Financial Times-O Financial Times publicou sexta-feira última um longo artigo em que explica ter encontrado vários erros nas fórmulas e nos dados usados pelo economista Thomas Piketty no aclamado livro O Capital no Século XXI, que analisa a desigualdade de rendimentos e riqueza nos últimos 200 anos na Europa e nos EUA.
As fontes e as folhas de cálculo usadas por Piketty foram disponibilizadas pelo próprio na Internet. O editor de economia do jornal britânico, Chris Giles, debruçou-se sobre aquele material e diz que Piketty se enganou a copiar alguns números, que fez ajustes às fórmulas para que os resultados sustentassem a tese do aumento da desigualdade, que recorreu a dados de anos errados para extrair conclusões e que apresentou gráficos com dados para períodos em relação aos quais não existe nenhuma fonte.
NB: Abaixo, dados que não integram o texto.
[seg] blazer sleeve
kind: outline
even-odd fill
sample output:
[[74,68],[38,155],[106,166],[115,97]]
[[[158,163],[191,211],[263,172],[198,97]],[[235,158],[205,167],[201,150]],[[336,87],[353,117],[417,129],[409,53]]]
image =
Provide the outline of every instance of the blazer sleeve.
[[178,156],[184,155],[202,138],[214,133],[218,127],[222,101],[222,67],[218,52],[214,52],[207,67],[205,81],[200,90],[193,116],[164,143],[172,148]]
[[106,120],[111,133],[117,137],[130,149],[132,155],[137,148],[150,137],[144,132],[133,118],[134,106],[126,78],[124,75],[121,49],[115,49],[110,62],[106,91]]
“Quando estava a escrever um artigo sobre a distribuição da riqueza no Reino Unido, notei uma discrepância séria entre a concentração de riqueza contemporânea descrita em O Capital no Século XXI e aquela que estava nas estatísticas oficiais do Reino Unido”, escreve o jornalista, explicando que isso o levou a analisar as contas do economista francês. “Descobri que as estimativas dele de desigualdade na riqueza – a peça central de O Capital no Século XXI – estão minadas por uma série de problemas e erros. Alguns assuntos são problemas de fontes e de definições. Alguns números parecem ser simplesmente tirados do ar”.
Numa resposta escrita ao jornal, que foi publicada na íntegra, Piketty começa por afirmar que colocou os ficheiros online porque quer “promover um debate aberto e transparente” e argumenta que se tivesse algo a esconder não teria disponibilizado aquela informação.
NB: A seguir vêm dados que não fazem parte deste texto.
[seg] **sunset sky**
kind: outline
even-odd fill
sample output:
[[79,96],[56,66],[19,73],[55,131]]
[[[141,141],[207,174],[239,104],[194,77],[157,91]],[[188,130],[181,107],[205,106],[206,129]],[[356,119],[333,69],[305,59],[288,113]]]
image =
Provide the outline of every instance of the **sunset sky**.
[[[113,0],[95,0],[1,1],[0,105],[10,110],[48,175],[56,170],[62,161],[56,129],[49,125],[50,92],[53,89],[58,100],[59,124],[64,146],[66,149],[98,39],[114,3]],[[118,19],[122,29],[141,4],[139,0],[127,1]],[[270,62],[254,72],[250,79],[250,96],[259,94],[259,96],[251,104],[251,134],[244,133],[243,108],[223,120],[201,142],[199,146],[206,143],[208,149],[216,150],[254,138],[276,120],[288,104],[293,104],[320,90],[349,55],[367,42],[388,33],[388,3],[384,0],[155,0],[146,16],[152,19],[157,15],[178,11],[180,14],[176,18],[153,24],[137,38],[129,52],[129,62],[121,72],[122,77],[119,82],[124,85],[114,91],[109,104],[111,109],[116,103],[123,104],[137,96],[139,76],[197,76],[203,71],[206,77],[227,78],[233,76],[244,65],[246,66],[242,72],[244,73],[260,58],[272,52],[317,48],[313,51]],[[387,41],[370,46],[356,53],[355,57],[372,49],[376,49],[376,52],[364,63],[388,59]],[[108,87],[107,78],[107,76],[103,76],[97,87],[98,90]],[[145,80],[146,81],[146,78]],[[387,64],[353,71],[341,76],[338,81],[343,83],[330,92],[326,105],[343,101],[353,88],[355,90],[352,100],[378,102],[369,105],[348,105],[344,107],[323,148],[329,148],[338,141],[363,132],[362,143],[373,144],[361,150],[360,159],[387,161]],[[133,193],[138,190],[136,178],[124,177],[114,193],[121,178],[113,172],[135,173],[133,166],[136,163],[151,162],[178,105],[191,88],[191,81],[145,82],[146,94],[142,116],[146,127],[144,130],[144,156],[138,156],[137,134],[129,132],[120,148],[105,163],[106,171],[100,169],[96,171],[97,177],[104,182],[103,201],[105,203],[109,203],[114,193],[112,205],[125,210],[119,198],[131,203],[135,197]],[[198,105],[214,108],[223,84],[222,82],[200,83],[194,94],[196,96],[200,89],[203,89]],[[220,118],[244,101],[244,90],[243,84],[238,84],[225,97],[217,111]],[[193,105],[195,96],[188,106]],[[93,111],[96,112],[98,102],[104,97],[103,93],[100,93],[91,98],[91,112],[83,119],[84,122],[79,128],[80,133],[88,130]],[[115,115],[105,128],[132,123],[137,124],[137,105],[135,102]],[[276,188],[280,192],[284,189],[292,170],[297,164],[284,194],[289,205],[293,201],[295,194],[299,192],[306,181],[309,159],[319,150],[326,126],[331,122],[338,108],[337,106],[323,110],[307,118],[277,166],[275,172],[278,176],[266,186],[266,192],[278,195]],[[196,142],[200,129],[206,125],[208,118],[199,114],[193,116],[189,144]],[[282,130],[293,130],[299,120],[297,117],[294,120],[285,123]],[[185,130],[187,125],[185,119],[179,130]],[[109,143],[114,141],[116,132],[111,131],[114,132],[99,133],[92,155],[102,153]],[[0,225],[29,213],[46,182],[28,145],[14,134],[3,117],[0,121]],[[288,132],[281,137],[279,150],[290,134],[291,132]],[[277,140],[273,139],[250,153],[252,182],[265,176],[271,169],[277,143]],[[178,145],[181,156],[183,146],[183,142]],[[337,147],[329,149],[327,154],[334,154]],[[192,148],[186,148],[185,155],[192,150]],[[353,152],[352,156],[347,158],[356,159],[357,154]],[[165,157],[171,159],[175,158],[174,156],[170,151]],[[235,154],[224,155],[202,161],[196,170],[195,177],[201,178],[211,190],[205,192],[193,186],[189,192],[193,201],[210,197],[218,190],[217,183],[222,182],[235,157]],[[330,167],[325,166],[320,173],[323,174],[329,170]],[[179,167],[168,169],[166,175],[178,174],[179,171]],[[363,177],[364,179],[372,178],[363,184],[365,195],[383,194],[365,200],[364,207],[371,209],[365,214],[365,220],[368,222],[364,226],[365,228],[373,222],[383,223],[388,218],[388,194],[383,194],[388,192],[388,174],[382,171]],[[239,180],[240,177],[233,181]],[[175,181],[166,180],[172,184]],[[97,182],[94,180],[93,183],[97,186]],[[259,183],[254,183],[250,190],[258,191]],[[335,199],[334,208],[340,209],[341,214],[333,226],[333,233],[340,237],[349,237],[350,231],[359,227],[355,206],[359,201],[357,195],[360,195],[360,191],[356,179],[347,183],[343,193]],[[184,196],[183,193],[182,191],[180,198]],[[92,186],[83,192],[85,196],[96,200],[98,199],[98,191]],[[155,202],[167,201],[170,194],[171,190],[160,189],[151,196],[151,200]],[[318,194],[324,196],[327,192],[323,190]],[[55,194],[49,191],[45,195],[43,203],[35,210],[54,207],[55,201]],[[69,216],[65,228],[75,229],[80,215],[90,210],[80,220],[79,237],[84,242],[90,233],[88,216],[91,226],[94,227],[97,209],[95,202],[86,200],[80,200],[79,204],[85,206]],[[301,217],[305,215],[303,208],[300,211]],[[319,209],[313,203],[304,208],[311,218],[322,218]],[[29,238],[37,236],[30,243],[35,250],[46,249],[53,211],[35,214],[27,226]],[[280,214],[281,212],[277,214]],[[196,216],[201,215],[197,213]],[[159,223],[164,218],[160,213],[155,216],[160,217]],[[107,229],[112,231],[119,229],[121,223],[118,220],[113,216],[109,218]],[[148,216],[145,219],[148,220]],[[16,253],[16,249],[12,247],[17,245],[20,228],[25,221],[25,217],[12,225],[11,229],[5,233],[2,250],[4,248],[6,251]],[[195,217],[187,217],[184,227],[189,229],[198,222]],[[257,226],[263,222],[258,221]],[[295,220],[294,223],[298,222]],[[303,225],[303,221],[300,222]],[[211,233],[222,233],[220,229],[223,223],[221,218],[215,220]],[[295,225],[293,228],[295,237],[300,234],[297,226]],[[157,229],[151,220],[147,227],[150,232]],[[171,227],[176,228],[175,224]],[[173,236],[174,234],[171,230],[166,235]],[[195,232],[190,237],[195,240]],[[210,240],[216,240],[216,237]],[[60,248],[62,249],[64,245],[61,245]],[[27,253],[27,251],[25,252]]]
“Tal como escrevi claramente no livro, no apêndice online e nos muitos artigos técnicos que publiquei sobre este tópico, é preciso fazer uma série de ajustamentos às fontes de dados para as tornar mais homogéneas ao longo do tempo e entre países”, prossegue Piketty (cujo livro será tema de um trabalho na revista 2 deste domingo). “Tentei no contexto deste livro fazer as decisões e escolhas mais justificadas sobre as fontes de informação e ajustamentos”. O economista admite que as fontes de informação históricas existentes sobre riqueza precisam de ser melhoradas, mas diz que ficaria “muito surpreendido se alguma conclusão substantiva sobre a evolução de longo prazo das distribuições de riqueza fosse muito afectada por estes melhoramentos”.
Na resposta, Piketty remete também para um artigo científico recente de dois investigadores (um da Universidade de Berkeley e outro da London School of Economics) sobre a desigualdade de riqueza nos EUA. O autor nota que as conclusões a que este trabalho chega são semelhantes às que estão no livro.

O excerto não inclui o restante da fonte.